Литмир - Электронная Библиотека

Принцесса Астрид щедра, на Поля-Эмиля проливается золотой дождь. Применение ему найдено быстро: концертный инструмент, его личный концертный рояль. Японский? Американский, но немецкого происхождения? Или французский, изготовленный в старые добрые времена? Нужны все три. Поочередно влюбленный в инструмент, на котором играл Форе, в блестящего американца и мягкого японца с безупречной механикой, Поль-Эмиль выбирает рояль Форе. Два других ему подарят концертные залы за выступления, организованные по его желанию.

Рояля недостаточно, чтобы исчерпать золотые осадки, и тем лучше: ведь вокруг рояля нужен дом. У его первого учителя Фермантана, который пришел поздравить и окропить свое собственное тщеславие несколькими капельками славы; перепавшими от гения, есть как раз то, что нужно. Место на краю деревни, тише не придумаешь, большое здание, принадлежавшее его кузине, которая благочестиво вернулась в лоно Отца.
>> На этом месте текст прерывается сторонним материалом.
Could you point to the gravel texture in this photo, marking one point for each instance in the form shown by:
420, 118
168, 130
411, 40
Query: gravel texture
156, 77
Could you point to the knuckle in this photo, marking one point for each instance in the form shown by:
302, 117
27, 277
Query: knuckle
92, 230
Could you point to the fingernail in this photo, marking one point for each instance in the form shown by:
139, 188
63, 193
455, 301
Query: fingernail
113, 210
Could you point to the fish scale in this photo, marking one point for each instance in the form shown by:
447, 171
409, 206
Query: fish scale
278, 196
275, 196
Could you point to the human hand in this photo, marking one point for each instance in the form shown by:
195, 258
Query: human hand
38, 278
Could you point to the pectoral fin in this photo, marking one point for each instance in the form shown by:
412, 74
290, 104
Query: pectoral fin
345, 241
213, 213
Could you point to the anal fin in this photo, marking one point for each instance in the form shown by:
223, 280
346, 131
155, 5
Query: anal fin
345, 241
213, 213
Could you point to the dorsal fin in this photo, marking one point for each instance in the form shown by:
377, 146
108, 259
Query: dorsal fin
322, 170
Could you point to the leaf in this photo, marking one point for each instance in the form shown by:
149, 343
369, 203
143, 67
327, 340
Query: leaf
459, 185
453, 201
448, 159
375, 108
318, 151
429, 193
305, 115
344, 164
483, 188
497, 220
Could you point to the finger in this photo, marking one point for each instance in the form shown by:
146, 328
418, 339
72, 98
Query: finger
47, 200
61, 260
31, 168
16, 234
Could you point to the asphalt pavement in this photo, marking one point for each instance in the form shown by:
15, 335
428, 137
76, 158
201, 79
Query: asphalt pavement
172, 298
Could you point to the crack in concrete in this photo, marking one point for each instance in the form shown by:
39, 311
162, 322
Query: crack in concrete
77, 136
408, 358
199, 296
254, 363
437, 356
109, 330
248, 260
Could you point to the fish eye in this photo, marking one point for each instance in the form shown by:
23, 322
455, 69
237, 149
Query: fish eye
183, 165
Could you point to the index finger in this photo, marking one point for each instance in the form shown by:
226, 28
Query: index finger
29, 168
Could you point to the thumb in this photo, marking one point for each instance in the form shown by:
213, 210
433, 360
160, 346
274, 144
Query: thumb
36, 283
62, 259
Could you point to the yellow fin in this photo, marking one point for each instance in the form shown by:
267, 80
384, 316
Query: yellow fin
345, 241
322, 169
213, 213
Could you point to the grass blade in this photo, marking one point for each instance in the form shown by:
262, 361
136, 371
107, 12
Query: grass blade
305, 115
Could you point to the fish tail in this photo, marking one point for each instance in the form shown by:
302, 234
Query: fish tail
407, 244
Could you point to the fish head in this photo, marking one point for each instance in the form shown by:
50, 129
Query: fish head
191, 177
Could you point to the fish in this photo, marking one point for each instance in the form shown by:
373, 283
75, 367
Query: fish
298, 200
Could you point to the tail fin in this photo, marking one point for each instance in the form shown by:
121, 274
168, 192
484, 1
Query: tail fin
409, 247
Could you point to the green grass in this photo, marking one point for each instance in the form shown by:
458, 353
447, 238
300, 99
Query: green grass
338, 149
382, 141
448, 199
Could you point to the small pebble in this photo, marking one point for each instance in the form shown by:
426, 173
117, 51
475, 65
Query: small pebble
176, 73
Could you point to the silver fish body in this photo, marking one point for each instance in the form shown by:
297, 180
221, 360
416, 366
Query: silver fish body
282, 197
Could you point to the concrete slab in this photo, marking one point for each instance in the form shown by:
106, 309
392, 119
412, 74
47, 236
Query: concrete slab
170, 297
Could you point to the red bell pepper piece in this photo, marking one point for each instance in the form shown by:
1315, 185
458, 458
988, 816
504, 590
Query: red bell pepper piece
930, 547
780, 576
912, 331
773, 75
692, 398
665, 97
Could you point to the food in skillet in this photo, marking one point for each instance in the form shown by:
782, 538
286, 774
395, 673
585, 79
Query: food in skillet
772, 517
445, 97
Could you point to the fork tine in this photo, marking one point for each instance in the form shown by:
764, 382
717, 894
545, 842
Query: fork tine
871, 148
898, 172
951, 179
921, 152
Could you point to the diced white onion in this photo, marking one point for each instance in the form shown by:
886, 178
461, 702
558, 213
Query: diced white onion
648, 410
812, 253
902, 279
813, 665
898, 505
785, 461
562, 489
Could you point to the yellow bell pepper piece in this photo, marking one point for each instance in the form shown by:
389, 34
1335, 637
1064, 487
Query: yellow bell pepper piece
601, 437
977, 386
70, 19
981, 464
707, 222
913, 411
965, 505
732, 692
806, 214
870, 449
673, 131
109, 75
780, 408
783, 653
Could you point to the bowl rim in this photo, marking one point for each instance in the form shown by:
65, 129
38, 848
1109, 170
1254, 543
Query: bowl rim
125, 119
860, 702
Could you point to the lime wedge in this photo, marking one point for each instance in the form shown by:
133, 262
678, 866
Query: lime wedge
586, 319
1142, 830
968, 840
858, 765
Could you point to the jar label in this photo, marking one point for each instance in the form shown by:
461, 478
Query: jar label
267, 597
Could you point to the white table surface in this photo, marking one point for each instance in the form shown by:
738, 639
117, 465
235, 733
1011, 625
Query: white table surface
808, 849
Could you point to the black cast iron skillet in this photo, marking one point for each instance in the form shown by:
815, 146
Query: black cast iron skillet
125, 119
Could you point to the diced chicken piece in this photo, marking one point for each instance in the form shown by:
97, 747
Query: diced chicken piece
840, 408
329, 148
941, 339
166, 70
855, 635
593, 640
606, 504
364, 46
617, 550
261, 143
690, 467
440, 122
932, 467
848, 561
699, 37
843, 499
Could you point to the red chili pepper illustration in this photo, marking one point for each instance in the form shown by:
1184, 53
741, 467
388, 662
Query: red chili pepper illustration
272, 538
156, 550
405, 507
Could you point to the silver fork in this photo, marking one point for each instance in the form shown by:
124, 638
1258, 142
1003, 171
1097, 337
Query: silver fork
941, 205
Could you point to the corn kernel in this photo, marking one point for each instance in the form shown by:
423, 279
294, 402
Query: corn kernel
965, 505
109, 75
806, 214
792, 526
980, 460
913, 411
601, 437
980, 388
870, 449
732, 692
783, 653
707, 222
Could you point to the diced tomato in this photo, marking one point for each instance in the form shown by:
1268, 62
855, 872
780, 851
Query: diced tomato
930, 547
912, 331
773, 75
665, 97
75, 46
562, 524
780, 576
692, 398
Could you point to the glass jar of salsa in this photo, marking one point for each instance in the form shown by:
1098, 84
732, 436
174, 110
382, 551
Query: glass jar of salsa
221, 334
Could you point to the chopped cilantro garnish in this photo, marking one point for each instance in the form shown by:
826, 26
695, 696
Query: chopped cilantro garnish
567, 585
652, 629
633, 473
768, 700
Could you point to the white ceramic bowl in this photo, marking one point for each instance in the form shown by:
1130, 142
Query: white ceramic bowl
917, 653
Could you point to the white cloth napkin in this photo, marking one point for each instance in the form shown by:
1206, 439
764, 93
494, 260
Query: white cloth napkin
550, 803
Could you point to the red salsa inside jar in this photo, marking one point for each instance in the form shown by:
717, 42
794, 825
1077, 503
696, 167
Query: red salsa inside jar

Имение досталось ему по наследству, он но знает, что с ним делать, и не будет привередничать, особенно если речь идет о Поле-Эмиле.

Молодой Луэ задает три вопроса: есть ли сад? магазин? вокзал? Ему нужен поезд, так как он не хочет водить: два посещения курсов вождения убедили его в том, что легче управляться со «стейнвеями», «плейелями», «ямахами», чем с «пежо», Ему нужен магазин, так как он не собирается готовить, а будет в одиночестве питаться супом быстрою приготовления зимой и маринованной говядиной из вакуумной упаковки летом. Ему нужен сад, потому что он испытывает к траве и листве страсть прозелита.

Поместье располагает всеми указанными преимуществами. Через три месяца можно было увидеть, как Поль-Эмиль Луэ выходит из электрички, поднимается по нескончаемой вокзальной улице, пересекает деревню, покупает в магазине то, что ему нужно, достает из потертой тряпичной сумки, набитой нотами, связку ключей и закрывается внутри со своим роялем.

Надо отметить, что прибытие монументального агрегата повергло местное население в ступор как неведомыми для провинции пропорциями (это редкий «Плейель» на четырех ножках), так и тщательностью, обычно проявляемой при погрузке нитроглицерина, с которой специально подготовленные грузчики устанавливали его в доме.

Первое время любопытствующие охотно устраивали прогулки в ту сторону, прислушивались. Говорю тебе, пластинка. Говорю тебе, это он.

Комната, в которой живет рояль, раньше — во времена кузины — служила гостиной. Она до сих пор овеяна воспоминаниями о травяных настойках и об игре в скрабл. Роялю в ней нравится. Комната достаточно просторна, редкая мебель, оставленная Фермантаном, несколько гравюр в рамках, две-три вазы чудным образом создают довольно приличную акустику и не позволяют звукам глупо отскакивать от стен или впустую теряться в обивке и шторах с изворотливыми складками.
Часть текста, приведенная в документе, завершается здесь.